Eindelijk ben ik aan de
Twee Doctoren (lyrisch drama in 2 schuifkens en 1 proloog) begonnen. (Vanavond heb ik een banket omdat m'nen baas gedekoreedjd is en kan er dus niks aan doen.. Morgen avond is 't af. Zend me
spoedig, per omgaande, uw symfonisch monodrama. Dat lasch ik te goeder plaatse in.
Zors[1] zal een ouvertuur (?) maken, coupletten adapteeren en voor uw
symf[onisch] monodrama "lyrische" muziek maken. Ik zal 1
exempl[aar] voor u overschrijven en aan de piano lezen we elk rol, met de noodige intonaties.
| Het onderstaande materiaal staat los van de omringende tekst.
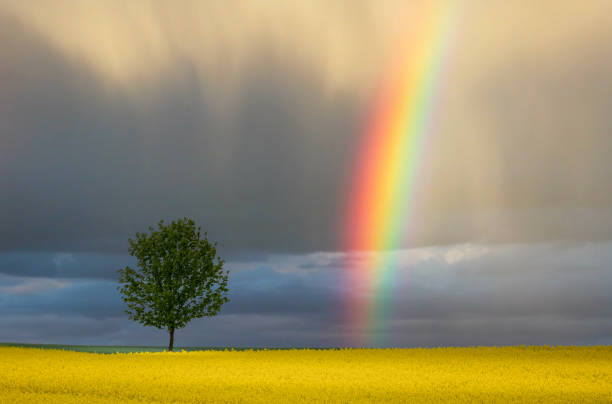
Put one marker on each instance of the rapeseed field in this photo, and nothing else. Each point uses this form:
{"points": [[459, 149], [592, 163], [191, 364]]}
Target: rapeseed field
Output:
{"points": [[510, 374]]}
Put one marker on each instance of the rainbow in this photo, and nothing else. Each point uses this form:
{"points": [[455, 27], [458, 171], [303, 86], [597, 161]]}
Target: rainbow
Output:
{"points": [[386, 174]]}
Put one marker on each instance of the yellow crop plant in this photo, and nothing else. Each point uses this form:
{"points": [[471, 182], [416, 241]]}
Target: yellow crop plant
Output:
{"points": [[509, 374]]}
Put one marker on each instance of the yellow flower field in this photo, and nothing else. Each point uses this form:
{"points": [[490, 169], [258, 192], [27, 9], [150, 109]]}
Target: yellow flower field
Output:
{"points": [[519, 374]]}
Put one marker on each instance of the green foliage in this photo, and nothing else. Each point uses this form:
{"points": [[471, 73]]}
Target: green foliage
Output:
{"points": [[179, 277]]}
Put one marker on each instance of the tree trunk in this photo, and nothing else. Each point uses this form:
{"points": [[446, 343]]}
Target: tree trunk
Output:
{"points": [[171, 344]]}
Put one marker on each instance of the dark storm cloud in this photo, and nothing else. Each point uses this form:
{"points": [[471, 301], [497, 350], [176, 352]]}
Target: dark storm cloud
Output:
{"points": [[88, 168], [63, 265], [458, 295], [85, 165]]}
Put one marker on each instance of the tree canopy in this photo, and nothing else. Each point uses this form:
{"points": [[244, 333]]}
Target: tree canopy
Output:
{"points": [[178, 277]]}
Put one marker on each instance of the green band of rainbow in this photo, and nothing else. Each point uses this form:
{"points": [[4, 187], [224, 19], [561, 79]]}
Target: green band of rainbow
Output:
{"points": [[386, 173]]}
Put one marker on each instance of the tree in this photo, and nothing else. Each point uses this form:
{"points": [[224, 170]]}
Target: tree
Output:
{"points": [[179, 277]]}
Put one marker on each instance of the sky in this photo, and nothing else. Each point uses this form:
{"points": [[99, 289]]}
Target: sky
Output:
{"points": [[248, 116]]}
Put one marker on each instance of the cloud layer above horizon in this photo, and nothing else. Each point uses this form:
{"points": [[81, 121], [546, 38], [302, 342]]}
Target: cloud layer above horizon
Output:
{"points": [[247, 117]]}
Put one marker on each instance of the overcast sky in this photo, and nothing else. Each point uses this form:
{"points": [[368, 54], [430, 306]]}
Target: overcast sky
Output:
{"points": [[247, 117]]}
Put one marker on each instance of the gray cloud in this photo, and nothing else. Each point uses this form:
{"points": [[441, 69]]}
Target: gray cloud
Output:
{"points": [[254, 135], [457, 295]]}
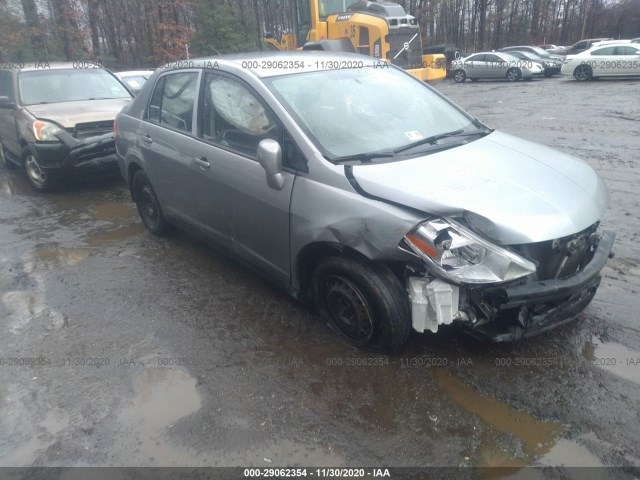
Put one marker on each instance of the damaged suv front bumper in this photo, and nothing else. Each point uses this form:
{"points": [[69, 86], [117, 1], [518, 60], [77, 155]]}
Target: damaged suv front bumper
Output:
{"points": [[512, 311], [72, 157]]}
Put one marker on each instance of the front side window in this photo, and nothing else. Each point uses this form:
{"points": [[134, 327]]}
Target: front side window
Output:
{"points": [[356, 111], [172, 100], [6, 85], [233, 117], [68, 85]]}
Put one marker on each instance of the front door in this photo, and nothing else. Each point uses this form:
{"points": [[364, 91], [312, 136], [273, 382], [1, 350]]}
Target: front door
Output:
{"points": [[234, 121]]}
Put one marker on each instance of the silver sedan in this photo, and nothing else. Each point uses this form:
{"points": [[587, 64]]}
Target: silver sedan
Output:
{"points": [[494, 65]]}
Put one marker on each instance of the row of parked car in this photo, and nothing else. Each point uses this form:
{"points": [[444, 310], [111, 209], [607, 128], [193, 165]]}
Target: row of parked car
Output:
{"points": [[600, 58], [391, 216]]}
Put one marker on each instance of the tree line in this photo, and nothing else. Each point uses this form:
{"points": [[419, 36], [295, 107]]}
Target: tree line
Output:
{"points": [[146, 33]]}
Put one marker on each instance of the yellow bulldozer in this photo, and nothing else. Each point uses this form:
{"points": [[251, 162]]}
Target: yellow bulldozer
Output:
{"points": [[380, 29]]}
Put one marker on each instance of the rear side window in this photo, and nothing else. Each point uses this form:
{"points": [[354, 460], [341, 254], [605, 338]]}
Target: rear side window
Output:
{"points": [[172, 101], [6, 85], [604, 51]]}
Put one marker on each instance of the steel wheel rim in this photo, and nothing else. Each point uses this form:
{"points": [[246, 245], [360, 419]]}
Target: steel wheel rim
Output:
{"points": [[148, 203], [582, 73], [348, 309], [35, 173]]}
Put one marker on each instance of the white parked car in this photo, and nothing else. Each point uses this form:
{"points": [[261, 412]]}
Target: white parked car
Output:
{"points": [[620, 59]]}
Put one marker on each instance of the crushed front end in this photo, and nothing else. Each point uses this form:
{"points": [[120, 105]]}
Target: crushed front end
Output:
{"points": [[496, 292], [86, 147]]}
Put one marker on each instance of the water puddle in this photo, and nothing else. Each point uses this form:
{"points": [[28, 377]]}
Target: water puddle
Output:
{"points": [[614, 358], [104, 237], [113, 211], [538, 438], [60, 256]]}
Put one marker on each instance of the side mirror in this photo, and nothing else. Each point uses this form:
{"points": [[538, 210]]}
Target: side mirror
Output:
{"points": [[270, 158], [5, 103]]}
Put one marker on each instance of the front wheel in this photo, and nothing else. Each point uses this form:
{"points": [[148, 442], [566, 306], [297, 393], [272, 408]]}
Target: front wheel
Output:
{"points": [[514, 74], [148, 206], [3, 158], [582, 73], [362, 302], [459, 76], [38, 178]]}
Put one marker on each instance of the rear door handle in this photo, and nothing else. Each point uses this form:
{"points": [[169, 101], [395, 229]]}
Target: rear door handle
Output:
{"points": [[203, 162]]}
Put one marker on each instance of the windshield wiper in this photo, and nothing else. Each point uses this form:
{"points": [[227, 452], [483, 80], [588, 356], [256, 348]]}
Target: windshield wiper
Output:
{"points": [[433, 140], [362, 157]]}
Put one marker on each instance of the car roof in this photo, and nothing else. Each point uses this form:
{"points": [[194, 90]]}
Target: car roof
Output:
{"points": [[265, 64], [135, 72], [44, 65]]}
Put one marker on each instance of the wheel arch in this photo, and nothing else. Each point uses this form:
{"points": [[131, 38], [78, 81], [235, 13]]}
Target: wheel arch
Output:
{"points": [[312, 254]]}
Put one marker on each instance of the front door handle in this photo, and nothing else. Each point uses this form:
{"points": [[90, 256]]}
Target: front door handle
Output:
{"points": [[203, 162]]}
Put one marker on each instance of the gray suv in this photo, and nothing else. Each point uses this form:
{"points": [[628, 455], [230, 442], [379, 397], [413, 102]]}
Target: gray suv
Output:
{"points": [[351, 183], [56, 120]]}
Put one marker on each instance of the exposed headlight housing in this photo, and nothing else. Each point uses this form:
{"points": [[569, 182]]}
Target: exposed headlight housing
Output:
{"points": [[45, 131], [459, 255]]}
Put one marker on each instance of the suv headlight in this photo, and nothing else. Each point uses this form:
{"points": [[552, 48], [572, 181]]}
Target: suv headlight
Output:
{"points": [[458, 254], [45, 131]]}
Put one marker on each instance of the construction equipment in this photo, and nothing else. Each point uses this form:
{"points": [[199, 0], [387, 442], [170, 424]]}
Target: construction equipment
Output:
{"points": [[380, 29]]}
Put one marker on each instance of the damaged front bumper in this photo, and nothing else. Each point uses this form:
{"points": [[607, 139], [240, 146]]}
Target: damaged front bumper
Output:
{"points": [[508, 312], [73, 157]]}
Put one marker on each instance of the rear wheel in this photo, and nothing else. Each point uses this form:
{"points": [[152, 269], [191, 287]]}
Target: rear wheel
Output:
{"points": [[38, 178], [148, 206], [459, 76], [514, 74], [582, 73], [362, 302]]}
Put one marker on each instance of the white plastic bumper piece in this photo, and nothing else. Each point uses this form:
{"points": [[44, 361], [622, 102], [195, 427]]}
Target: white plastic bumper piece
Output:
{"points": [[432, 303]]}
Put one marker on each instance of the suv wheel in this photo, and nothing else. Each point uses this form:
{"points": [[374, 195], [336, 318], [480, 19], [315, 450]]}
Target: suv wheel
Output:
{"points": [[38, 178], [459, 76], [362, 302], [148, 206], [514, 74]]}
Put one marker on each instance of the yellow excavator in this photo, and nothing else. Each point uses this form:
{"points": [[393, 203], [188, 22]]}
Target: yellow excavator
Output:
{"points": [[380, 29]]}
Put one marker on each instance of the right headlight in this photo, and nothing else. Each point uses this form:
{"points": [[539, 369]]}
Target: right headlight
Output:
{"points": [[45, 131], [458, 254]]}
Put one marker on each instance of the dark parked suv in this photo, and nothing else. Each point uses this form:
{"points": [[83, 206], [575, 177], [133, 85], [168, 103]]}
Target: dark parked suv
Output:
{"points": [[56, 120]]}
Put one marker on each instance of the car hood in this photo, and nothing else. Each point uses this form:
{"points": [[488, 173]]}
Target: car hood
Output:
{"points": [[526, 191], [69, 114]]}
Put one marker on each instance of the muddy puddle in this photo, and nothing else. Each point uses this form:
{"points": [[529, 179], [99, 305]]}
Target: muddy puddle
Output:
{"points": [[541, 441], [614, 358]]}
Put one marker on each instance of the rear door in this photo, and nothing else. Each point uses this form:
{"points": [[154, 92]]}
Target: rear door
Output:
{"points": [[232, 184], [167, 143], [8, 130]]}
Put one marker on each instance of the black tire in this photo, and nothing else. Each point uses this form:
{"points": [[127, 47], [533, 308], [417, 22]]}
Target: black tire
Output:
{"points": [[459, 76], [148, 206], [364, 303], [39, 180], [514, 74], [3, 158], [583, 73]]}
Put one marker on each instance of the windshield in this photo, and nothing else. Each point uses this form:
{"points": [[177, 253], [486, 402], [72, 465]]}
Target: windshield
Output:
{"points": [[58, 85], [354, 111]]}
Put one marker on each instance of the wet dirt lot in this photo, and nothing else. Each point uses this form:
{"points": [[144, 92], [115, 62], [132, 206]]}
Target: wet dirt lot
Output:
{"points": [[118, 348]]}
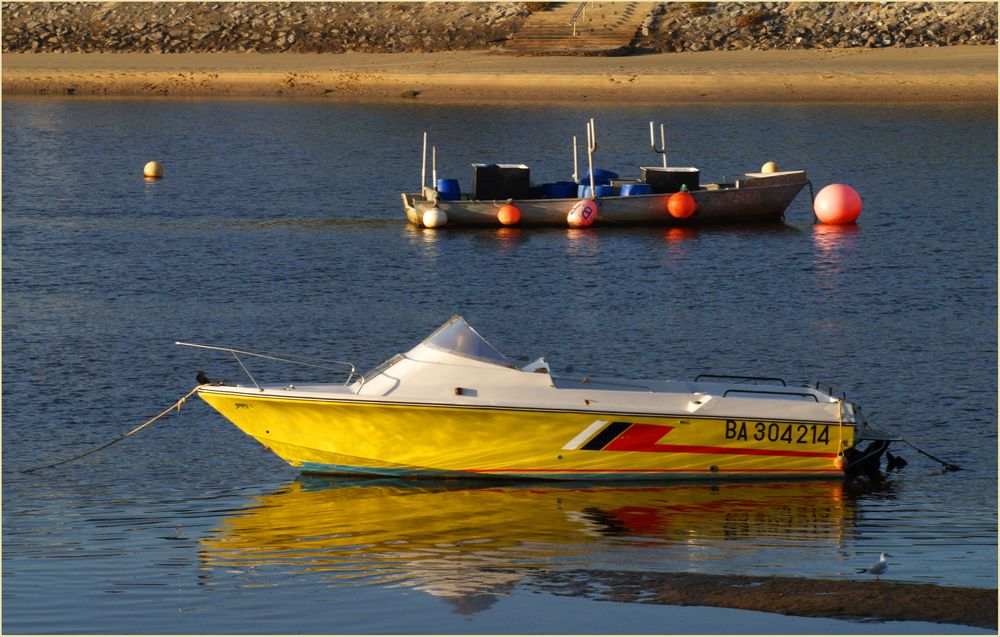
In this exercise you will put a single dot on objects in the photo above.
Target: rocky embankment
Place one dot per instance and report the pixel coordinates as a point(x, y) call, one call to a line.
point(705, 26)
point(265, 27)
point(336, 27)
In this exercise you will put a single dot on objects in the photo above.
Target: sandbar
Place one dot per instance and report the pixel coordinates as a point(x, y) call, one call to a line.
point(929, 74)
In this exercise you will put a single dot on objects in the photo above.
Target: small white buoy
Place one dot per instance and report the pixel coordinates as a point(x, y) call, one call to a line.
point(435, 218)
point(153, 170)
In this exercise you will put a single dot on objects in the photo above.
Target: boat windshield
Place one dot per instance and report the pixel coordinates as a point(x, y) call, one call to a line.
point(457, 337)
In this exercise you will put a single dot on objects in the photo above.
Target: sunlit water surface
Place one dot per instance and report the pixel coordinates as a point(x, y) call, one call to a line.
point(278, 227)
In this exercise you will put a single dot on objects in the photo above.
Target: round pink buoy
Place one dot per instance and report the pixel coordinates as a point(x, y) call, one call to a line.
point(582, 214)
point(837, 204)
Zaterdag namiddag zullen we dat eens repeteeren.
Het onderwerp is — geloof ik!? — dees: Dr. van Mane vindt Dr. Dietz
[2] voor een stammeneïke in Gent, op een dag dat de
Vl[aamsche] Academie zitting houdt. Van Mane sleurt Diets meê om te gaan
uitzet-ten en ze pakken der 20! en dan voor eeuwig... Zoodat ze tut zijn als ze weggaan. In die stammeneï houden ze een gesprek over de letterkundige toestanden. Daarin moet de kwestie van den 5 jaarlijkschen prijskamp besproken worden;
[3] Hansen leest den diskoers dien hij straks in de
Academie gaat lezen;
[4] van Mane zijn monodrama. Zij maken critiek. Ruzie!
D[iets] scheldt
M[ane] als de
conditio sine qua non van alle revue's — waarop Mane fier is... Ten slotte verzoening en, arm in arm, op een kluchtig Engelsch airke dat vroeger in den Eldorado gespeeld werd trekken ze er van deur... naar
de K.K. demie.
Als gij een idee hebt schrijf het spoedig. Woensdag zal ik u zenden wat ik deed. Maar Zors zou vast uw machine moeten hebben vóor morgen-avond.
[2]
Ziehier de
Prologe,
te reciteeren door een acteur met 4 oogen.
Geachte toehoorders en - toehoorderessen!
We trekken niet gâeren de vrienden op flesschen
En willen niet venten voor goeien wijn
Wat alleen maar zuren azijn - kan zijn.
't Is jongenspret, kwâpitsenvreugd,
En, lacht g'er niê mee, óns deed het toch deugd.
't Lust ons, van tijd tot tijd eens wat te gekken
En menigen zot een kleêken aan te trekken.
Wij meenen het niet kwaad, en — a, a, e, i! —(1)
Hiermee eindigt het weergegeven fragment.